Old-timers will remember
Eugen Jochum as a top-drawer Bruckner conductor. Real old-timers will remember
Eugen Jochum as a mid-level Beethoven, Brahms, and Wagner conductor. But only very old-timers will remember that
Eugen Jochum also tried his hand at other composers and that way back in 1955, Deutsche Grammophon recorded him leading the Bayerischen Rundfunks Sinfonie-orchester in performance of works by, of all composers, Sibelius. If you think the heroic pantheism of the great Finnish modernist seems worlds away from the nostalgic religiosity of Bruckner, wait until you hear
Jochum's Sibelius. As reissued on this "The Legendary Deutsche Grammophon Sound of the 1950s" release along with preludes from a couple of Wagner's operas,
Jochum's Sibelius is unlike anybody else's Sibelius. The hard-edged modernist Sibelius of the Finns, the passionately late Romantic Sibelius of the English, even the colorfully nationalist Sibelius of the Germans is not
Jochum's Sibelius.
Jochum's Sibelius is immensely powerful, intensely dramatic, and, above all, overwhelmingly heroic.

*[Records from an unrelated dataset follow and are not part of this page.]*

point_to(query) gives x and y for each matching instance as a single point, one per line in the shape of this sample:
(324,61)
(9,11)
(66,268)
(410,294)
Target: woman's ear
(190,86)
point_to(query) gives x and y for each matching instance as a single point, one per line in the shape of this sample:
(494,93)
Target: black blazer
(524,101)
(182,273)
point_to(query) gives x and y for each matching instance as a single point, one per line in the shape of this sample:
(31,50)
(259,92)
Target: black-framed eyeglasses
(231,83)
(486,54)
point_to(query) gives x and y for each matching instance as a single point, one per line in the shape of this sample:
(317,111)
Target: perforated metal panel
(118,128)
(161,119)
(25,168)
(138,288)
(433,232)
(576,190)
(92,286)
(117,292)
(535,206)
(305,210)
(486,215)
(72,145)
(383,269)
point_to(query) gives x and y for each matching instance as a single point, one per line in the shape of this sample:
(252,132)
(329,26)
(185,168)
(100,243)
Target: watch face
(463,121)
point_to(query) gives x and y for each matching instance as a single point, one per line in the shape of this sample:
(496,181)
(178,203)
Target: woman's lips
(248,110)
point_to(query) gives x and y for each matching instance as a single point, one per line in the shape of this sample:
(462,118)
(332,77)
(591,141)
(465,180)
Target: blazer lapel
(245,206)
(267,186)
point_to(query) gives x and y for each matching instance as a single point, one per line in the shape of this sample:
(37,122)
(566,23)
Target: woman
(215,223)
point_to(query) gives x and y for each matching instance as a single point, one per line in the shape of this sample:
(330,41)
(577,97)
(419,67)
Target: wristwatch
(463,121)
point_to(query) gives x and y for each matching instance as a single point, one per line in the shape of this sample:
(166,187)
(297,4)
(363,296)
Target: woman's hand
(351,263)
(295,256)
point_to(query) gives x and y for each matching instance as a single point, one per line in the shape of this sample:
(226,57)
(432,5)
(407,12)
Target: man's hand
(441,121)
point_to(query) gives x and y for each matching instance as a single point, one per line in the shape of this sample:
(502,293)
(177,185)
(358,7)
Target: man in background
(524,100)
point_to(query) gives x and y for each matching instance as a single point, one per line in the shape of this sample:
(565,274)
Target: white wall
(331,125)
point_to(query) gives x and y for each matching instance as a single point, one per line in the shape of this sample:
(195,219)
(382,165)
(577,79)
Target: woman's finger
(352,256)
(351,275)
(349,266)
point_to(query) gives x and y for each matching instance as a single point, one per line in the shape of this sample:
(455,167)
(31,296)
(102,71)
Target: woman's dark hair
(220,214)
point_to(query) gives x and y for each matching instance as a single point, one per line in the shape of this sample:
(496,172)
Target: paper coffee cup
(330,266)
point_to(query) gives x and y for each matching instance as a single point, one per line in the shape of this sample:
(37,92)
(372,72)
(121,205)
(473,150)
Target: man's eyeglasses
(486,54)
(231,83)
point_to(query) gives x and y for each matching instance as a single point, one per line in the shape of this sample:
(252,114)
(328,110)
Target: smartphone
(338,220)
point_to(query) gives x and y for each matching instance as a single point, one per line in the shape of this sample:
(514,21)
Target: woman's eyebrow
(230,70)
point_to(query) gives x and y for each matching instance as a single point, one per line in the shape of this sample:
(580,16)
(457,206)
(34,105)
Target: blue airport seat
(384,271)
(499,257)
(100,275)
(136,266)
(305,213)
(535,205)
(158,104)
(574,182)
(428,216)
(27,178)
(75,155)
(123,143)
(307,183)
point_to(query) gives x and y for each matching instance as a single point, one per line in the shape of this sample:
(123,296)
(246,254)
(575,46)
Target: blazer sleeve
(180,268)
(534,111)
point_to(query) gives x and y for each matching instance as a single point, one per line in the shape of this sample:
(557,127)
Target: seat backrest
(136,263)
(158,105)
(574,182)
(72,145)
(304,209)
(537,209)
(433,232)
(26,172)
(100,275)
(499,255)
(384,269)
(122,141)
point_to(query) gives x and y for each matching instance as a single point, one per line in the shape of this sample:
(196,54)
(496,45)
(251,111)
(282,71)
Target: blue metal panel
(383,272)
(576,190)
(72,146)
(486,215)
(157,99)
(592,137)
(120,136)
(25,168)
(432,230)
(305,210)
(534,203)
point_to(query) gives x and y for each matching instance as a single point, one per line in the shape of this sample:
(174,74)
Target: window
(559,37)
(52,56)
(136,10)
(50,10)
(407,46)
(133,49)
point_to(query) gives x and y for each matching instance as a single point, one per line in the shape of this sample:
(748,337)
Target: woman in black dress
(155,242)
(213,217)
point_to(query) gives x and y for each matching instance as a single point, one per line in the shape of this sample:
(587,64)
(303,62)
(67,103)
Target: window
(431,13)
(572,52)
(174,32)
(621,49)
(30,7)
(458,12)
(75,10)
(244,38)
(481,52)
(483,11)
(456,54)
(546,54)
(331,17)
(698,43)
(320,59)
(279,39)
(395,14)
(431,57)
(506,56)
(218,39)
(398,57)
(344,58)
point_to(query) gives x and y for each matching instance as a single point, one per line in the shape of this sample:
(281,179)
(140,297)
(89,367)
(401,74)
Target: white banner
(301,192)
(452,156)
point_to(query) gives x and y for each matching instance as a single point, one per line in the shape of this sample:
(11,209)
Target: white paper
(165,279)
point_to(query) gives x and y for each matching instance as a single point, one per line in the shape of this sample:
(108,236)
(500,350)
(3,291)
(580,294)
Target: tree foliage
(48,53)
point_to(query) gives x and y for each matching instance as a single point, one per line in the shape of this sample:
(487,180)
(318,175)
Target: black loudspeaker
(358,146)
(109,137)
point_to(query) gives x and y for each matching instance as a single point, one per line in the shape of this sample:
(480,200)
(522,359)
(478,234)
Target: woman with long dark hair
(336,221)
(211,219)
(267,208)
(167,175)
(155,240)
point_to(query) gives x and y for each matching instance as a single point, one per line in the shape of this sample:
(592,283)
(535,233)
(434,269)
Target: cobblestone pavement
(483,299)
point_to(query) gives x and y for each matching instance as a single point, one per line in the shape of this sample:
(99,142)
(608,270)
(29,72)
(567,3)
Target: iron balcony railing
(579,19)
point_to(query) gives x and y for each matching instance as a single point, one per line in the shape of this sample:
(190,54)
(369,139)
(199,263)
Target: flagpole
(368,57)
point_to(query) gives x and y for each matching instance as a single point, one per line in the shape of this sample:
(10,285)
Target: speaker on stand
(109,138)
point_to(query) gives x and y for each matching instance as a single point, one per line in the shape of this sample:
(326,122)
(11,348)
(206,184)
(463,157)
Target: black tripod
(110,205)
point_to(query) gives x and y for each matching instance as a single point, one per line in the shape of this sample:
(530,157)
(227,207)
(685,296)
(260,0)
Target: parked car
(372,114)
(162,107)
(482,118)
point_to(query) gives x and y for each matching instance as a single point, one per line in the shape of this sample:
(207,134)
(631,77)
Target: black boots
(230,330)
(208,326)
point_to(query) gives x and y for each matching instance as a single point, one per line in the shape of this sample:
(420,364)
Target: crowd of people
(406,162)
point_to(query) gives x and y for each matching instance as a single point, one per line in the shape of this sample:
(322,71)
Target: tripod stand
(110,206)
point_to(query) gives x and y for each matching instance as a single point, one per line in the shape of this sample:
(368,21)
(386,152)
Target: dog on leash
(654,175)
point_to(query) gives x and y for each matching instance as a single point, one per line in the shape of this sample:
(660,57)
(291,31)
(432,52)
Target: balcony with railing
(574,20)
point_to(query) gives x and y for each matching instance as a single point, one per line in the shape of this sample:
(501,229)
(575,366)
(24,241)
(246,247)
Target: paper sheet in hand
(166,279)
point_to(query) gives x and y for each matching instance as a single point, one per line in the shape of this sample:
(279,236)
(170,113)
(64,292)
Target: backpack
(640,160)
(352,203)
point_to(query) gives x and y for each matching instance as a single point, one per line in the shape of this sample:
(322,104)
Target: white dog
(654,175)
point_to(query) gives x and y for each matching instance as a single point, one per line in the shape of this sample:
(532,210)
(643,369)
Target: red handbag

Jochum's Der Sturm (The Tempest) is a towering depiction of nature at its most terrifying, and his Die Okeaniden (The Oceanides) is a monumental image of the sea at its most frightening. Best yet,
Jochum's Nachtlicher Ritt und Sonnenaufgang (Night Ride & Sunrise) begins in darkest, most fuliginous night and closes in radiant, most glorious day.
Jochum's pair of preludes from Acts I and III of Lohengrin with the
Berlin Philharmonic are luminous and thrilling and his prelude and Karfreitagszauber (Good Friday Spell) from Parsifal, also with the Bavarian Radio Orchestra, are heartfelt and heartwarming. But, for new listeners and old-timers, the real reason to hear this disc will be
Jochum's Sibelius. It may not be everyone's idea of great Sibelius, but there is no denying that it is entirely distinctive Sibelius.